Serine Protease HTRA1 Antagonizes Transforming Growth Factor-β Signaling by Cleaving Its Receptors and Loss of HTRA1 In Vivo Enhances Bone Formation

HTRA1 is a member of the High Temperature Requirement (HTRA1) family of serine proteases, which play a role in several biological and pathological processes. In part, HTRA1 regulation occurs by inhibiting the TGF-beta signaling pathway, however the mechanism of inhibition has not been fully defined. Previous studies have shown that HTRA1 is expressed in a variety of tissues, including sites of skeletal development. HTRA1 has also been implicated in the process of bone formation, although the precise manner of regulation is still unknown. This study investigated how HTRA1 regulates TGF-beta signaling and examined the in vivo effects of the loss of HTRA1. We demonstrated that recombinant HTRA1 was capable of cleaving both type II and type III TGF-beta receptors (T beta RII and T beta RIII) in vitro in a dose-dependent manner, but it did not affect the integrity of T beta RI or TGF-beta.

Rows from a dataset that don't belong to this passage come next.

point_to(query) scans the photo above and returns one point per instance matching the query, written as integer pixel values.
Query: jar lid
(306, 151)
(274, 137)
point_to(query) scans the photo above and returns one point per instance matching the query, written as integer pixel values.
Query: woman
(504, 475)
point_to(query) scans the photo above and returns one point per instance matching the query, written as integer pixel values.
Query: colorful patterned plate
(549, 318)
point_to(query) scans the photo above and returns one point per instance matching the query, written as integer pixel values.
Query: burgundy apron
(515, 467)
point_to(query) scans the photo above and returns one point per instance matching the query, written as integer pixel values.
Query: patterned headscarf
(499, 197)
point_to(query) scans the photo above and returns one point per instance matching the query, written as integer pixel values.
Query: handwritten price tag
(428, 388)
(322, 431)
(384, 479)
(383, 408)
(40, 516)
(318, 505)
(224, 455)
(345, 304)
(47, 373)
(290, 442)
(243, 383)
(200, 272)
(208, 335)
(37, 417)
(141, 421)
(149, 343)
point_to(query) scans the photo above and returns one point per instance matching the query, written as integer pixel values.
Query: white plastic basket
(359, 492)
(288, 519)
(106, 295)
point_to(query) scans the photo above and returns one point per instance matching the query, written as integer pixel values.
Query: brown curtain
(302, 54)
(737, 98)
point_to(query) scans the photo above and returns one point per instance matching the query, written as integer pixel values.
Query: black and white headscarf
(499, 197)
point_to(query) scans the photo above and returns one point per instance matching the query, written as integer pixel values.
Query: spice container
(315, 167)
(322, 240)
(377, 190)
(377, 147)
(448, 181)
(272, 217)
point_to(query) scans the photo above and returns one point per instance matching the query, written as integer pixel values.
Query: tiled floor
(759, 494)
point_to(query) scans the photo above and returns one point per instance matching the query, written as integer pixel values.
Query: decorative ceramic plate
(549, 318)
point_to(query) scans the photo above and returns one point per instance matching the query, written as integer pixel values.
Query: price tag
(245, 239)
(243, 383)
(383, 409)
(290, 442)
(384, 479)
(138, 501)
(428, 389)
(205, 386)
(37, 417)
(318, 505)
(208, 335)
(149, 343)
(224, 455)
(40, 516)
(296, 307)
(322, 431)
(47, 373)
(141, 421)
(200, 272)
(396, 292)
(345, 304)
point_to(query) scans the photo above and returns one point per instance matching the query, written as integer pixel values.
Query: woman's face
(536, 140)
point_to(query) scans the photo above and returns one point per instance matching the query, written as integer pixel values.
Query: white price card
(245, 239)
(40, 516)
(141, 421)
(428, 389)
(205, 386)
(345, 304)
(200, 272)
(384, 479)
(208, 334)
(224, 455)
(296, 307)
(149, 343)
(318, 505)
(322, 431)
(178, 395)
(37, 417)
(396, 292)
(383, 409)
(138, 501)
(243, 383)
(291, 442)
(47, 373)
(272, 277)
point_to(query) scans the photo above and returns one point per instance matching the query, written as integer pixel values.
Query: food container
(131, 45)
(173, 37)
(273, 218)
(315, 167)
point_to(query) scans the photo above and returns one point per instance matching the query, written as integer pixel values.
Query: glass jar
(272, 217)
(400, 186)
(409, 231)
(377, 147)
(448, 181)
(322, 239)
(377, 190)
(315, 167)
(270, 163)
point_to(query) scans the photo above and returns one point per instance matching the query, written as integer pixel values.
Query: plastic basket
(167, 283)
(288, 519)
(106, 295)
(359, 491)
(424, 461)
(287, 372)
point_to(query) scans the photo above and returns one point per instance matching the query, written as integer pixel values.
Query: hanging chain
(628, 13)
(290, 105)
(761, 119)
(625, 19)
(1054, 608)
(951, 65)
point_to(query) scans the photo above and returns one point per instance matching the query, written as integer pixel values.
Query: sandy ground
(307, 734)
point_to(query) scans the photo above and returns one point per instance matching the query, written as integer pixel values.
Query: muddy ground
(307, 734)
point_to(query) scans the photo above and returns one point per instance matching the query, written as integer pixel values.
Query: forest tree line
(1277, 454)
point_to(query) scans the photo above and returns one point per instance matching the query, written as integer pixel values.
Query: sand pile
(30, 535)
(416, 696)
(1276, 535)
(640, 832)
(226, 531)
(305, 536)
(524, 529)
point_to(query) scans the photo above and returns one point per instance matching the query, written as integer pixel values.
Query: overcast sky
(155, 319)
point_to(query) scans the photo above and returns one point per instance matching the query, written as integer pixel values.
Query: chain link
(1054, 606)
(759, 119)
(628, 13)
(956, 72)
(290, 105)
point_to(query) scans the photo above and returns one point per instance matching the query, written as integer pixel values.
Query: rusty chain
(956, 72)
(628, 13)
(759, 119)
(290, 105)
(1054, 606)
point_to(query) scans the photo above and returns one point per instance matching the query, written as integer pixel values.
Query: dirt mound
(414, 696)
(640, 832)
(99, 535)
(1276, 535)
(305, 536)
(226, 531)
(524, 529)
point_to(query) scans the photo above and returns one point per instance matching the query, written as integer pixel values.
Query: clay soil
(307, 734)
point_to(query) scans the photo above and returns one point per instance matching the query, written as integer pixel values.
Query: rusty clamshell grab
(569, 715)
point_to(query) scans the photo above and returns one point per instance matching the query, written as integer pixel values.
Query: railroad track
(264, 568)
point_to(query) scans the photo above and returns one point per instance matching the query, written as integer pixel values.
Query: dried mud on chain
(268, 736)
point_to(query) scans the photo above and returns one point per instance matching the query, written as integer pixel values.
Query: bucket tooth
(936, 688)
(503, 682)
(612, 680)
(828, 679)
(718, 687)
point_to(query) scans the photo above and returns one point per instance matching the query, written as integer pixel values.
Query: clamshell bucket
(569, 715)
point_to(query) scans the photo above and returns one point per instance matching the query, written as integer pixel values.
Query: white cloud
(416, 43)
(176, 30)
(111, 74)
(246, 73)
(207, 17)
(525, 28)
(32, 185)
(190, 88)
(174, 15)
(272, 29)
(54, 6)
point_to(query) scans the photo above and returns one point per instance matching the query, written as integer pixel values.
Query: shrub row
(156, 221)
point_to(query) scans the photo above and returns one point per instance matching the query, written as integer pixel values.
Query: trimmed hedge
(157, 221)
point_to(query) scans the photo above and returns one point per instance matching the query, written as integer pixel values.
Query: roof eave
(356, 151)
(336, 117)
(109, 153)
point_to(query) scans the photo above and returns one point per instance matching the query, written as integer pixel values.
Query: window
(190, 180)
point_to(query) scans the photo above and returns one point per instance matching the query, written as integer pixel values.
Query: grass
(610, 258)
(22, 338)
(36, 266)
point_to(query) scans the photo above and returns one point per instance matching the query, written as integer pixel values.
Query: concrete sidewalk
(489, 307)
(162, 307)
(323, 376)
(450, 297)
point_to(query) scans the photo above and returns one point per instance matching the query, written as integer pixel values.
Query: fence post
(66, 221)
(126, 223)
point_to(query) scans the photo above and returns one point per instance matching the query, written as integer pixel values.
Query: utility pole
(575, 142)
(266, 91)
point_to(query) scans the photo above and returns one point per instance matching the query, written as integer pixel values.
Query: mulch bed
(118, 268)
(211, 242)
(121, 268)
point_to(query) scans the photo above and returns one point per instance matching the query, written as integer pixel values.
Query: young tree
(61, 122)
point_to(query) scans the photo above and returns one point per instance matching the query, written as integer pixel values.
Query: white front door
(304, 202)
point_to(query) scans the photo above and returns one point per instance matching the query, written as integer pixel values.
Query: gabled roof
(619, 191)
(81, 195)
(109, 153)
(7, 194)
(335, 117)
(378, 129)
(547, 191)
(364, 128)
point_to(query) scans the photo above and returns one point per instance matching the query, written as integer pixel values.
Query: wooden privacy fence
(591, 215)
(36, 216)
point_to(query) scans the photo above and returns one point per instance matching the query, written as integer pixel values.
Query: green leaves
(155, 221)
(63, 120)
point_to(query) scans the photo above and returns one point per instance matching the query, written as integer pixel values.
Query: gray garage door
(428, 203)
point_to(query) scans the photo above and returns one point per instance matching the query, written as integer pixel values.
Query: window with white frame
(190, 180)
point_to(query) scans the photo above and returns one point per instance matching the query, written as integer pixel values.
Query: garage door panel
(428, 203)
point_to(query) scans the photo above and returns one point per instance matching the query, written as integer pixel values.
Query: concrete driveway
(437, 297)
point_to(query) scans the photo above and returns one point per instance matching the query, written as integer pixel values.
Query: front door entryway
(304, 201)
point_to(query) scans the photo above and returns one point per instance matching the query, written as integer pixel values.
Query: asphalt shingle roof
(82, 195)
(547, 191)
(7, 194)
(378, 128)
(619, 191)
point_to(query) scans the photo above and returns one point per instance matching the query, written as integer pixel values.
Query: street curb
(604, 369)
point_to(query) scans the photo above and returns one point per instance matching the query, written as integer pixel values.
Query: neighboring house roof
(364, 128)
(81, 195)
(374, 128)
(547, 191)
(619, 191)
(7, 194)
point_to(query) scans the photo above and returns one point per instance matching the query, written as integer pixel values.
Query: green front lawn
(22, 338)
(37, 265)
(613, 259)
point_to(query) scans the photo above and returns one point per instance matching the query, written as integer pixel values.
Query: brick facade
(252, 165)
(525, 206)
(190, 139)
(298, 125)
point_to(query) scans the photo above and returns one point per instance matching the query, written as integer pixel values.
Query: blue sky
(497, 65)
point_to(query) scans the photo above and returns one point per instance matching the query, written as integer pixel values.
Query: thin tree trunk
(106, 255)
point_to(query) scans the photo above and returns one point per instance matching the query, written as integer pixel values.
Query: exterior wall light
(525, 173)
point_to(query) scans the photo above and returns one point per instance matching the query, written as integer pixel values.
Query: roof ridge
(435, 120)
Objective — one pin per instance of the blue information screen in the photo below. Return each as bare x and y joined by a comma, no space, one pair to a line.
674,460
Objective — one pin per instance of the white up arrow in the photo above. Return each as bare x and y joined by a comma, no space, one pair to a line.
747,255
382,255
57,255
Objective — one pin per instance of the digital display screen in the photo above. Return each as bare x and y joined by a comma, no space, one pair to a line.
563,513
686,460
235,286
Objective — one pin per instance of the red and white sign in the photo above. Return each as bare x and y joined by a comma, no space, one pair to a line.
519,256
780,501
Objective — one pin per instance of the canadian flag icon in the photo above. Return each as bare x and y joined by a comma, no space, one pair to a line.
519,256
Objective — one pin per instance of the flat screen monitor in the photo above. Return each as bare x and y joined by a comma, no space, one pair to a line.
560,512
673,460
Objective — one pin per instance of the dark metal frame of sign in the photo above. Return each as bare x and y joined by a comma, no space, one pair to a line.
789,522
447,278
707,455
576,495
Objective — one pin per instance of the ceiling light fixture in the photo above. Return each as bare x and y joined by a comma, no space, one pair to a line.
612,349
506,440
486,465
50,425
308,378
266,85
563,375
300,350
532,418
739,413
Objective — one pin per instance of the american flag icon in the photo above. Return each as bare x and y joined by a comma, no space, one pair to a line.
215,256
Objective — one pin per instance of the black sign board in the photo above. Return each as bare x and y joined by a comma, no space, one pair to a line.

Overexpression of HTRA1 led to decreased levels of both T beta RII and III on the cell surface but had no effect on T beta RI. Silencing HTRA1 expression significantly increased TGF-beta binding to the cell surface and TGF-beta responsiveness within the cell. To examine the role of HTRA1 in vivo, we generated mice with a targeted gene deletion of HTRA1. Embryonic fibroblasts isolated from these mice displayed an increase in TGF-beta-induced expression of several genes known to promote bone formation. Importantly, the loss of HTRA1 in the knockout mice resulted in a marked increase in trabecular bone mass. This study has identified a novel regulatory mechanism by which HTRA1 antagonizes TGF-beta signaling, and has shown that HTRA1 plays a key role in the regulation of bone formation.